Economía

La economía de guerra

La crisis se profundiza y el gobierno endurece su política para enfrentar el aumento de la conflictividad.

Domingo 29 de Julio de 2018

La crisis se profundiza y el gobierno endurece su política para enfrentar el aumento de la conflictividad. Las renovada ofensiva contra los sindicatos críticos con la política económica y la decisión de abrir las puertas de la seguridad interior a las fuerzas armadas integran una misma secuencia. La lógica es dar señales al prestamista de última instancia de que está dispuesto a ir a fondo con el programa orientado a garantizar la fuga de capitales y el repago de la deuda tomada en los últimos dos años.

El mapa del disciplinamiento social y sindical fue diseñado desde el minuto uno de la actual administración. Los nombres propias y las organizaciones entran a la lista de acuerdo a las circunstancias. La nómina se agranda en proporción inversa a la brutalidad del modelo. Los tiempos de coqueteo preelectoral quedaron atrás, y el último capítulo de esta disputa tiene al camionero Hugo Moyano en el foco.
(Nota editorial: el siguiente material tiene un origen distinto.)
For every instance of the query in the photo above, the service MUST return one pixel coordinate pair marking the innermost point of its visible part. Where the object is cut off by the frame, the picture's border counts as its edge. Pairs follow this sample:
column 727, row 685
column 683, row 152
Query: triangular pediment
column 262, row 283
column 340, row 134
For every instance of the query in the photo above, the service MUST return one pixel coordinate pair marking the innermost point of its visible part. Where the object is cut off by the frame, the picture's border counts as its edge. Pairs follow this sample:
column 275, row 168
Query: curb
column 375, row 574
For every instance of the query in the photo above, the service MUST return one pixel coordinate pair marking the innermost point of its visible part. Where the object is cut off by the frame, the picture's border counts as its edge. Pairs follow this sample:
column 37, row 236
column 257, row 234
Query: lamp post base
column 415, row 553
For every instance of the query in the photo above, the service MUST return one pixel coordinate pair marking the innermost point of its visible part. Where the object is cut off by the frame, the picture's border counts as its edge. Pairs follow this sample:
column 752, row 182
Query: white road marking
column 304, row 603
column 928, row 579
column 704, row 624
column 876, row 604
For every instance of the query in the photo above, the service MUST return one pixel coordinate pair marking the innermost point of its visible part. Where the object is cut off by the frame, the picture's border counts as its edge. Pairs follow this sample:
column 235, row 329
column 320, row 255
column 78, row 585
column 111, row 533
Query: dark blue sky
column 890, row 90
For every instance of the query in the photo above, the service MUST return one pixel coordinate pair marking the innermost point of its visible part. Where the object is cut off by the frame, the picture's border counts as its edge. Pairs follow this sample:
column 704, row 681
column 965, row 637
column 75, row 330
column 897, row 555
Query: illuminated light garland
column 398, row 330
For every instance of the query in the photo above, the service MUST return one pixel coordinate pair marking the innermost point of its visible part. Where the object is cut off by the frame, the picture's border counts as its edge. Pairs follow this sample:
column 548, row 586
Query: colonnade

El Ministerio de Trabajo le aplicó una millonaria multa por el presunto incumplimiento de una conciliación obligatoria. De acuerdo a la experiencia de los dos últimos conflictos en el complejo aceitero, pareciera que esa obsesión fiscalizadora es mayor con la representación de los trabajadores, ya que tanto Cargill en su momento, como Bunge hace unos días, se tomaron su tiempo para aceptar la tregua impuesta en medio de los conflictos por el despido de su personal.
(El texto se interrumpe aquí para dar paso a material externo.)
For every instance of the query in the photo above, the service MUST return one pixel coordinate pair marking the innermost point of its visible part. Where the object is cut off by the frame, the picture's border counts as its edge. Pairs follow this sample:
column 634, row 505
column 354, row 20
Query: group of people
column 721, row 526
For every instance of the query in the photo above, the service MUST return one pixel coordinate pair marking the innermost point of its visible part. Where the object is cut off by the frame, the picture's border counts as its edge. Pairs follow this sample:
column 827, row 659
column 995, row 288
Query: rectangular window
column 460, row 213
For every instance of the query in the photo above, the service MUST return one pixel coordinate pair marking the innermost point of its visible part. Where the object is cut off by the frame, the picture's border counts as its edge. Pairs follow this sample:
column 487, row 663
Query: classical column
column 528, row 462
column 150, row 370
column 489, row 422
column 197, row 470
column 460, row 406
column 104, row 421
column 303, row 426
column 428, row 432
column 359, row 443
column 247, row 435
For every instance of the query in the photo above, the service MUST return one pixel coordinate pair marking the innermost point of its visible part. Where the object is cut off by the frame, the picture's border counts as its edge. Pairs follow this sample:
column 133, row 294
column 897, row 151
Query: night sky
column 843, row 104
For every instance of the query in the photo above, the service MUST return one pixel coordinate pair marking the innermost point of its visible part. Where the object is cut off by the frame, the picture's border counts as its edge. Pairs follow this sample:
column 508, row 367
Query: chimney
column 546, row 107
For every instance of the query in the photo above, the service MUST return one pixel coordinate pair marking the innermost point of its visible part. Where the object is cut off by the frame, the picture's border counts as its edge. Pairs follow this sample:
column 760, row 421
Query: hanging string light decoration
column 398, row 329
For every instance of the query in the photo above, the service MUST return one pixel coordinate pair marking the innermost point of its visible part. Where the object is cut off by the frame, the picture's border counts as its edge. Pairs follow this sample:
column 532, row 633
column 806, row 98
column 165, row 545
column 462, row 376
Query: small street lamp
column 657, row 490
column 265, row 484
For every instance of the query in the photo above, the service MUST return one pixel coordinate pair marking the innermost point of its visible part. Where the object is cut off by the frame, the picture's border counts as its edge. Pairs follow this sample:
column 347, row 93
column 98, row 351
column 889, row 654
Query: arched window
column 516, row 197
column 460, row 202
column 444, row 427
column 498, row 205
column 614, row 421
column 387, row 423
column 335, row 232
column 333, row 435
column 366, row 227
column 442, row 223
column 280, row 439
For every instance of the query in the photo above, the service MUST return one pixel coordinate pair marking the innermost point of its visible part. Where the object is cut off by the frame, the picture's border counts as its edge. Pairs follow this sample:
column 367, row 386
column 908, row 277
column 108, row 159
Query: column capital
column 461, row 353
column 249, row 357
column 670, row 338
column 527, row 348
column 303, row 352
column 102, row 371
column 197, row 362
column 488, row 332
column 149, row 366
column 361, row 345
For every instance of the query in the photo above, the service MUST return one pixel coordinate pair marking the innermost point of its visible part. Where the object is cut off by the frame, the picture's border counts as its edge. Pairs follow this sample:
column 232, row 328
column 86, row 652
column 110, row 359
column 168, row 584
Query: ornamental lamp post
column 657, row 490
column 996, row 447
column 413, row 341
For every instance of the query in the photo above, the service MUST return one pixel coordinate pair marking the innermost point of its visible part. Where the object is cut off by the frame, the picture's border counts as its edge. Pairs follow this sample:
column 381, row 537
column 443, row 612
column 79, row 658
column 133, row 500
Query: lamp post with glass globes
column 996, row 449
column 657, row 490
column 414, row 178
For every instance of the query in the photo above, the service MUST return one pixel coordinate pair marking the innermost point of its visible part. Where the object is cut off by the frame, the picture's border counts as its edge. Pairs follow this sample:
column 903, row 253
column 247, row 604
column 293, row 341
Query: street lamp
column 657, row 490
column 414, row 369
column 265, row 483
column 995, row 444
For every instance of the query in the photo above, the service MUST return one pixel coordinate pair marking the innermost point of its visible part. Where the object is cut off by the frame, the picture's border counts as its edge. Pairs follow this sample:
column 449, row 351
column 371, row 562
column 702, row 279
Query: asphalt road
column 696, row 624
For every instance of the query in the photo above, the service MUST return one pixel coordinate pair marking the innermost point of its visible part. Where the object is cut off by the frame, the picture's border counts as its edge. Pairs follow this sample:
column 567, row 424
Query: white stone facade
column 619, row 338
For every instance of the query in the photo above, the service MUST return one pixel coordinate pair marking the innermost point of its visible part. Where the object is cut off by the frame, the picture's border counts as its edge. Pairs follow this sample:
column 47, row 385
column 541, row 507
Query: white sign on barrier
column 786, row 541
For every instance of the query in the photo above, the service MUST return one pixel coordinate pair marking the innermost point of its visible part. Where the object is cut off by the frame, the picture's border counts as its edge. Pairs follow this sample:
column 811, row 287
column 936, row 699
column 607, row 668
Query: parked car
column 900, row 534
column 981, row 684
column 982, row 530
Como si se turnaran, los gigantes multinacionales de la exportación se encadenaron en la ofensiva de despidos. Días después del cierre del largo conflicto iniciado por la desvinculación de 40 despidos en Cargill, su colega se cargó a 60 obreros aceiteros en la planta de Ramallo. En el vértice ganador del actual modelo económico, amparados por la cartera laboral y custodiados por la Prefectura, los grandes traders del agronegocio saborean una revancha largamente esperada contra una organización sindical que hace poco más de una década convirtió a trabajadores precarizados y mal encuadrados en los mejores pagos del país.

El tablero de la conflictividad que está en la cabeza del gobierno es todavía más amplio, y se nutre diariamente de organizaciones sindicales, sociales y políticas de diferentes espacios y orígenes. Como sucede por estas horas con los metalúrgicos de Firmat, las disputas activadas por la crisis se extienden por todos los territorios. Los números del Indec ya comienzan a reflejar el deterioro de las condiciones de vida que hace se experimenta desde hace meses. Hace unos días el organismo reconoció una caída de casi 6% en la actividad económica de mayo. Los números rojos arrastran a la actividad industrial y comercial, la inflación y desempleo. Y contrastan con la fenomenal y constante fuga de dólares que quedó reflejada en el último informe del Banco Central sobre el mercado cambiario. Más de 50 mil millones de dólares desde diciembre de 2015, sólo en concepto de adquisición de divisas para atesoramiento externo. La concentración de este proceso dolarizador en un reducido número de operadores pone en evidencia la lógica de la política económica. No busca corregir desequilibrios sino transferir ingresos a un núcleo de corporaciones muy definido.

Y ese camino se profundizará. Por distintas vías, voceros del oficialismo admitieron en los últimos días que el gobierno pretende ir por un nuevo cambio en la fórmula de actualización de las jubilaciones. La nueva estación de una reforma más profunda del sistema previsional. El gobierno nacional busca un aval implícito de la oposición y los gobernadores, a quienes además les está presentando oficialmente un menú de recortes. En Santa Fe alcanzarían a unos 8 mil millones de pesos.

En el altar de esos sacrificios fiscales está el repago de una deuda que, como reiteró Ecolatina esta semana, saltó del 50% al 80% del PBI. Pasivo que no obedece a ningún desequilibrio heredado sino que, por el contrario, será la gran hipoteca que legará esta administración al próximo período de gobierno, sea quien sea.

El tamaño del condicionamiento comienza a sacudir el sistema de definiciones del espectro político no oficialista. La declaración de esa deuda como "odiosa" por parte de un grupo de organizaciones sociales y políticas es un posicionamiento clave, toda vez que la discusión económica en los próximos tiempos exigirá pasar de la crítica y la denuncia a la propuesta sobre cómo se abordará la pesada herencia.